Coughing, sniffling, sneezing—this is the current soundtrack to the College’s dining halls, classrooms and study spaces. Since the pandemic began, it has become harder to decipher whether these cacophonies are due to Covid-19, “the Bowdoin flu” or simply allergies.
However, with the Covid dashboard gone and limited testing options available, Covid’s prevalence is more of a mystery. We’ve always known we would have to learn to live with Covid; now we just don’t know if we live among it.
Though the College’s current policies and restrictions reflect the Center for Disease Control guidelines, students, faculty, staff and community members would benefit from increased transparency.
We acknowledge that without surveillance testing, there is no way for the College to verify the accurate number of cases on campus. That said, it would benefit us as a community to understand when Covid is more or less present at any given moment.
Bringing back the dashboard, and therefore increasing collective awareness of Covid levels on campus, would benefit our community. Depending on the rise and fall of active cases on campus, people can make more informed decisions. Professors and students may be able to adjust their behavior concerning masking and weekend plans.

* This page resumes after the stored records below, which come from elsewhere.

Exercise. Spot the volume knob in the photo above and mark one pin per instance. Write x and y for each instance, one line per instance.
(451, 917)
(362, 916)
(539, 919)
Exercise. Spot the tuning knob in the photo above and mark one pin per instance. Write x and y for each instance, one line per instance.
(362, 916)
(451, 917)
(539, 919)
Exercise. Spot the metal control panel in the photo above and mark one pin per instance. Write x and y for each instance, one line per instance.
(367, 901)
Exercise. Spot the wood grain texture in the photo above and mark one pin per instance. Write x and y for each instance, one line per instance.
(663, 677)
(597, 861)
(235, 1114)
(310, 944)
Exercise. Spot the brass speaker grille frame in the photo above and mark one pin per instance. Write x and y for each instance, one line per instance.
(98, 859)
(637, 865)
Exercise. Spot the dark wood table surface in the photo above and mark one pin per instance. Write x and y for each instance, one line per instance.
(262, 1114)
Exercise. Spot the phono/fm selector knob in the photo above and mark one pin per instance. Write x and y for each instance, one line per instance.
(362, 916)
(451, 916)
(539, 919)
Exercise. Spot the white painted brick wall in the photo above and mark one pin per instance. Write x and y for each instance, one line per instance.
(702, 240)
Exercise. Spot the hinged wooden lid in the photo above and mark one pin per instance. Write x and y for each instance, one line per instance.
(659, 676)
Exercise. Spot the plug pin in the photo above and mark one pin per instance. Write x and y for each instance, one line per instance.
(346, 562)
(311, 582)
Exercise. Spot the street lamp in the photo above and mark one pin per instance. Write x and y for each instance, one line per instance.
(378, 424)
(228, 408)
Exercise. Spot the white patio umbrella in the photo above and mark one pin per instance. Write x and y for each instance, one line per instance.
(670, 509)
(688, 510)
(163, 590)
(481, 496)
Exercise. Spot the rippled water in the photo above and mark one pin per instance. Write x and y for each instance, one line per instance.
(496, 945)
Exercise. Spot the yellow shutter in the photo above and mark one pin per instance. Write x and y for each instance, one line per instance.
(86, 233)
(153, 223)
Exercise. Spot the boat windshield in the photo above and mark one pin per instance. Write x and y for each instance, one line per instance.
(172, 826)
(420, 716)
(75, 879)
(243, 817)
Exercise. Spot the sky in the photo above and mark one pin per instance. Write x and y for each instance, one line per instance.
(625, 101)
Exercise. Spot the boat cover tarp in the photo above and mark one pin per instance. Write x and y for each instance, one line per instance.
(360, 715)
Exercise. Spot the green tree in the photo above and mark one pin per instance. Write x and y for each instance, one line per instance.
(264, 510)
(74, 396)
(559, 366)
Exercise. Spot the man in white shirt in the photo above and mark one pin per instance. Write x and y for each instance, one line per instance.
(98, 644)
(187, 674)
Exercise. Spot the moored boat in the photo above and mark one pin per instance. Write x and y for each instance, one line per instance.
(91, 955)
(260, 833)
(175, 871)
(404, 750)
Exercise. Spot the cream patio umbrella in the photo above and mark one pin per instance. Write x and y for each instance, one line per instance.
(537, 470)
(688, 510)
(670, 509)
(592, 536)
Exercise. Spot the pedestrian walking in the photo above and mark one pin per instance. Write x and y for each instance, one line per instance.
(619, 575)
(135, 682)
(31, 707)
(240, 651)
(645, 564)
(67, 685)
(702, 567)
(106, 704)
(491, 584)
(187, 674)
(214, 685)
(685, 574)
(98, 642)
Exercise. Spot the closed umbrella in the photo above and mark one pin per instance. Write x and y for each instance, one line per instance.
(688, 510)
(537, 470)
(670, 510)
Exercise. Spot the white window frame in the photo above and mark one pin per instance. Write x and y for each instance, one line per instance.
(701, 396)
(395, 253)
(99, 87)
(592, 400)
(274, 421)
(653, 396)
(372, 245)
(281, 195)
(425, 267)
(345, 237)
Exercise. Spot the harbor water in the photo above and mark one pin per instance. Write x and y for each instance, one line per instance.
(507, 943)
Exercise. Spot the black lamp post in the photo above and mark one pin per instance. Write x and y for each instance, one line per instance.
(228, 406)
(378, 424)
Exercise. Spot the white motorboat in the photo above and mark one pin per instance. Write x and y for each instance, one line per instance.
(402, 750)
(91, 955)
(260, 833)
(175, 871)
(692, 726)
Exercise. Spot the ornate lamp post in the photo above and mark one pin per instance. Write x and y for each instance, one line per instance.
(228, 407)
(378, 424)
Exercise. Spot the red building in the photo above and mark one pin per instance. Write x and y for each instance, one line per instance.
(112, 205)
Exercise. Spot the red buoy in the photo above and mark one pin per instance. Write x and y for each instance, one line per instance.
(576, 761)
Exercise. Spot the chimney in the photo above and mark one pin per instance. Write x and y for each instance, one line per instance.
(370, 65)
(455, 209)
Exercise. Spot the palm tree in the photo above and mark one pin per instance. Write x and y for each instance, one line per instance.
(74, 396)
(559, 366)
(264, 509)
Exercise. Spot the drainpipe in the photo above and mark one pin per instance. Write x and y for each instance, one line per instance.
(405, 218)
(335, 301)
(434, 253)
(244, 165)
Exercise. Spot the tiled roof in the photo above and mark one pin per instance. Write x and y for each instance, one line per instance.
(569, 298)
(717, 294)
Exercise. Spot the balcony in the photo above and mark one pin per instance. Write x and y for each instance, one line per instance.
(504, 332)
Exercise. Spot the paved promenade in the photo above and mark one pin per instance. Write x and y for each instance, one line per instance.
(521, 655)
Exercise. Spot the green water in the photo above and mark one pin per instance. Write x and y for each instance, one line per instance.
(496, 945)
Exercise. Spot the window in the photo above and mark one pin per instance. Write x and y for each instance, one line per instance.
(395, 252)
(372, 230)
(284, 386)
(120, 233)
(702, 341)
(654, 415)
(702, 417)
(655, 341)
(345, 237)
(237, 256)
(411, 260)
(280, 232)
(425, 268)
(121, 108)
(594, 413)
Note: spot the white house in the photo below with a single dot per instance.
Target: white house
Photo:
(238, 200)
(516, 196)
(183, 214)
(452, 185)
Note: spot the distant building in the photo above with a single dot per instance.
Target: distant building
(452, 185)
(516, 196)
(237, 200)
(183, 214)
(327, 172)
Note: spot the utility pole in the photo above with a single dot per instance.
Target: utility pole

Community members and immunocompromised individuals may feel more comfortable when entering well-populated, communal spaces at Bowdoin.
Transparency aids everyone. Infected students seeking a detailed, up-to-date plan of action could reference the dashboard to check case trends, as well as isolation and post-isolation guidelines. With one location to find critical isolation information, including dining and masking protocols, back-and-forth emails between students and admin would decrease.
Furthermore, one of the most critical aspects of understanding Covid on campus is through testing. However, students can only receive free tests through the College on weekdays from 9 a.m. to 5 p.m.. Students hoping to take an antigen test outside of these times must venture into Brunswick, no matter the weather conditions, and pay out of pocket—both potential obstacles for students. To ensure the public’s safety, aid in students’ recovery and decrease testing barriers, security should still operate as 24-hour access to antigen tests for students.
While we embrace our new normal, we understand that Covid is still an active threat to our community, both in and outside of the classroom. Having a clearer picture of Covid’s presence on campus will help us move forward.
This editorial represents the majority opinion of the Editorial Board, which is comprised of Aura Carlson, Andrew Cohen, Katie King, Francesca Kusserow, Halina Bennet and Seamus Frey.